= Colonial (Shaw automobile) =

Defunct American motor vehicle manufacturer

The Shaw renamed the Colonial for 1921, was an American luxury automobile that was manufactured in Chicago, Illinois from 1920 until 1921. At the end of 1921 the Colonial was rebranded the Ambassador.

== History ==
Walden W. Shaw and John D. Hertz, owners of the Walden W. Shaw Livery Corporation, decided they wanted to expand into the production car market with a luxury car. Walden W. Shaw Livery Corporation owned the Yellow Cab Manufacturing Company. The new luxury automobile was introduced as a Shaw at the Hotel Congress during Chicago Automobile Show week in February 1920.

With Shaw taxicabs being so well known, using the Shaw name for a luxury car would not help sales so the name was changed to Colonial. This may have been no improvement, as several car makes had already been called Colonial. The Colonial was built on a 136-inch wheelbase and was offered as a 2, 4 or 7 passenger touring car priced at $5,000, .

Shaw and Hertz also change their mind about the engine.

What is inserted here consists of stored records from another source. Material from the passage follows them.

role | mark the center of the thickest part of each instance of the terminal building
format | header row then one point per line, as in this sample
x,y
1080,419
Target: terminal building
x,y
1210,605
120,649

Initially it was a four-cylinder Rochester-Duesenberg. By July 1920, that unit was replaced by a Weidely twelve-cylinder to boost sales using the cachet of more cylinders. By the time of the Chicago Automobile Show of 1921, John Hertz was in complete charge of the company and he reintroduced the same car with a new Continental engine and a new name, the Ambassador.